Yes. As a rule of thumb, I used the PCs constitution scores as a measure of their physical hit points and everything above that was skill, luck, etc. Say a PC had 40 hit points with a 10 con. 30 of those would be non-physical hit points. If that 40 hit point PC took a hit from an orc for 7 points of damage, I would describe the "hit" as being blocked, dodged, etc. It might possibly do a bruise or scratch.
Once the hit points dropped to the point where they were in constitution territory, the descriptions involved more serious wounds. Cuts or deep cuts to a limb. Feeling light headed, and so on. A hit that knocked a PC out was fairly serious. The same was also done for the monsters. That way the players had an idea of where they and the monsers stood with hit points, without knowing exactly.

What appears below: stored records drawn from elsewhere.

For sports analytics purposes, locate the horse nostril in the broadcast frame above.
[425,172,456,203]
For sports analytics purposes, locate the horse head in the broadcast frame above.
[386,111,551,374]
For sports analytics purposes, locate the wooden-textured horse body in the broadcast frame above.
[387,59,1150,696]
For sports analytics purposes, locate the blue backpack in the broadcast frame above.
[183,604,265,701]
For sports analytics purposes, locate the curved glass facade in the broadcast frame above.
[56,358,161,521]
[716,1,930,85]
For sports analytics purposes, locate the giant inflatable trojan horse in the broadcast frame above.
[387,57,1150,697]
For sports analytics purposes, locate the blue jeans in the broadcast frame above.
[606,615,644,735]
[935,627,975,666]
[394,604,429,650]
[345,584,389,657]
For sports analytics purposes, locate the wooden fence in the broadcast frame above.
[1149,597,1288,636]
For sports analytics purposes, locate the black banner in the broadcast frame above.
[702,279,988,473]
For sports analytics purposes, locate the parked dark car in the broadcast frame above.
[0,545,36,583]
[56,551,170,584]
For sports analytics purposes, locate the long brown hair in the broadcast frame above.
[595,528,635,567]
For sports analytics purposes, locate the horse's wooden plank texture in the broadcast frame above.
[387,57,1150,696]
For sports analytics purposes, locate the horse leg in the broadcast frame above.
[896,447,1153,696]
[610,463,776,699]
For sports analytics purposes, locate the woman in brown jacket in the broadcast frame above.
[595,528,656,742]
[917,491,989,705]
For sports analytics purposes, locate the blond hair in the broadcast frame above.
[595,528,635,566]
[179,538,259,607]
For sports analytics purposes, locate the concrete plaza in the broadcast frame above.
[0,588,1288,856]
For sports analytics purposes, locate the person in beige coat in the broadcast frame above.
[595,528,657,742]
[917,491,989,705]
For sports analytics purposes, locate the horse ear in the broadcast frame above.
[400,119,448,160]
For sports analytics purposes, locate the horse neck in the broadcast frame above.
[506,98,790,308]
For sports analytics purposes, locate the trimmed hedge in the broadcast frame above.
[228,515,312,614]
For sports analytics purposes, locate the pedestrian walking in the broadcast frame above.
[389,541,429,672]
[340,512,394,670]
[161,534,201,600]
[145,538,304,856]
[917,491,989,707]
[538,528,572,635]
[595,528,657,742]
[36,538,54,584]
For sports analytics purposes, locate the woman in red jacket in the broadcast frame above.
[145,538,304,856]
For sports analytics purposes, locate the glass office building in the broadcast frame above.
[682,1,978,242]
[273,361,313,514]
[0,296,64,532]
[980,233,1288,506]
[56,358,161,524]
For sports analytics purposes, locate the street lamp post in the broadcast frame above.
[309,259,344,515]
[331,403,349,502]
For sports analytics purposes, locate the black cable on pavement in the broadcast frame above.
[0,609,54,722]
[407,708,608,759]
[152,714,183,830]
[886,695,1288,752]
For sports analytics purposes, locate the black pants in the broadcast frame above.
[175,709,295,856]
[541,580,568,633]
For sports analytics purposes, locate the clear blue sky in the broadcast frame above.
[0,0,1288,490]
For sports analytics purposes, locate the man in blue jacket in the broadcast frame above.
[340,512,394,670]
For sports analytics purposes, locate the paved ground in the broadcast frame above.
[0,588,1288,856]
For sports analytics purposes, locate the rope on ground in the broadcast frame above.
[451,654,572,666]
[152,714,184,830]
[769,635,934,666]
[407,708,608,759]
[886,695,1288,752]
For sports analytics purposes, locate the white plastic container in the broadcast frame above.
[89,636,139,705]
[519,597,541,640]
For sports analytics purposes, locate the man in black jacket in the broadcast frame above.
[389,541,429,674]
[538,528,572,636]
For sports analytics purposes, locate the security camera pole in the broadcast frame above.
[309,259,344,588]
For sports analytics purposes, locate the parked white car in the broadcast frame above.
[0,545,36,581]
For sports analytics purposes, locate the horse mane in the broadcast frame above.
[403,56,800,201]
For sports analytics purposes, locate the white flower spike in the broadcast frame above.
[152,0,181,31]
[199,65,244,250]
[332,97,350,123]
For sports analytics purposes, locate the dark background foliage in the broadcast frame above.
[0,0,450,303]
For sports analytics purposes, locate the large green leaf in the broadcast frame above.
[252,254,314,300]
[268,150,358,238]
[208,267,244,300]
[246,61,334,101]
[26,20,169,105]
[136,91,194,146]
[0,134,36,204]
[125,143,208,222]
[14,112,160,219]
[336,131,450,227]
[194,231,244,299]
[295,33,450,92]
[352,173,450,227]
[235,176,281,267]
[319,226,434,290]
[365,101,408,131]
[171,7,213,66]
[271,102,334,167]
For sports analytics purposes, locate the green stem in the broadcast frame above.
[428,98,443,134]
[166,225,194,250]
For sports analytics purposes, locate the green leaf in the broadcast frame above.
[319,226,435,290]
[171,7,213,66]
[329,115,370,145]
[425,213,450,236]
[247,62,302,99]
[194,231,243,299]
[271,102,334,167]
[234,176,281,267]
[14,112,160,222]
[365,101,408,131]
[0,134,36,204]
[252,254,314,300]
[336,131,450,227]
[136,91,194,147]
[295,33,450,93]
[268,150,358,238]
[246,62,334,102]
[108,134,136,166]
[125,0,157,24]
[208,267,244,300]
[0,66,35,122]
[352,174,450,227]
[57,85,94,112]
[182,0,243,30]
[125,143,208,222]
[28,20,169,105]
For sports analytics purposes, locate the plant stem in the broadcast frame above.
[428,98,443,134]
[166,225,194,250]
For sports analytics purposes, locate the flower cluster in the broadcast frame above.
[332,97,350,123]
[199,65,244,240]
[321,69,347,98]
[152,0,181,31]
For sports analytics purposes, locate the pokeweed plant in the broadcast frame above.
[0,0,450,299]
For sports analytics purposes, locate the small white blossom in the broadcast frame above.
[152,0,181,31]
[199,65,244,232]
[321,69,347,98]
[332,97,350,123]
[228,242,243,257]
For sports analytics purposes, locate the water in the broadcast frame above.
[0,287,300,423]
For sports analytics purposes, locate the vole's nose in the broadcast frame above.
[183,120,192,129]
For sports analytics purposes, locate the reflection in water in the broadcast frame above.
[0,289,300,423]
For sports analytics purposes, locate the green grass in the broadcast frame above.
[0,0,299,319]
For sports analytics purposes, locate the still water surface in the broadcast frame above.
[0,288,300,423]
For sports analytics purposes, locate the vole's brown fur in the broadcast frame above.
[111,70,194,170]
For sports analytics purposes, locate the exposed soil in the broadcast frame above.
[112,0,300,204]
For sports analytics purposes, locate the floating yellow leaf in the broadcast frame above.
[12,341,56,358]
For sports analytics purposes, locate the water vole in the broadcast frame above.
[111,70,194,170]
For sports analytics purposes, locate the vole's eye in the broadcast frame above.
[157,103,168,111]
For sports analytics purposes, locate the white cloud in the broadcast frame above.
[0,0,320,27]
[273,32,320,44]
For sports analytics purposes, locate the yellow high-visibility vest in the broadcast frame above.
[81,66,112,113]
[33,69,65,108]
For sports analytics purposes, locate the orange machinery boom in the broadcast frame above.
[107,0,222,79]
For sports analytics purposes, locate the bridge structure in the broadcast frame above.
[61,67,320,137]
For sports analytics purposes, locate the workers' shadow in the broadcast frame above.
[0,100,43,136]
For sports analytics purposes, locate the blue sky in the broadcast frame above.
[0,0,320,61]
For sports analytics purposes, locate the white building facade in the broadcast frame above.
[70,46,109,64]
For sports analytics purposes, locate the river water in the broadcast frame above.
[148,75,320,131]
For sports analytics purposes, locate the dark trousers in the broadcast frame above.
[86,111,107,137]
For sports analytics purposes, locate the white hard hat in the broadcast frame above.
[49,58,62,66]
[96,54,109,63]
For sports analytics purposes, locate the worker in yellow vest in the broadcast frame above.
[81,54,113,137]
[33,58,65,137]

I also varied the descriptions based on damage done. So if that orc above hit the 40 hit point PC for 7 points of damage, I might describe the blow as, "You see the orc's axe coming straight for your head, but at the last moment you manage to duck and it removes a few hairs." That conveys a hit. A miss would have been something like, "The orc swings at your head by you easily duck the blow". If however it was an ogre swinging for 22 points of damage, the description of the hit would have been different. Something like, "The massive club in its hands come crashing down towards your skull. You throw yourself to the left to avoid being crushed to a pulp. One knot on the club brushes your armor as you move out of the way. You're pretty sure that will leave a mark. You feel the ground at your feet tremble with the impact." That conveys that the ogre hit took a great deal more of the 40 hit points than a small orc hit would.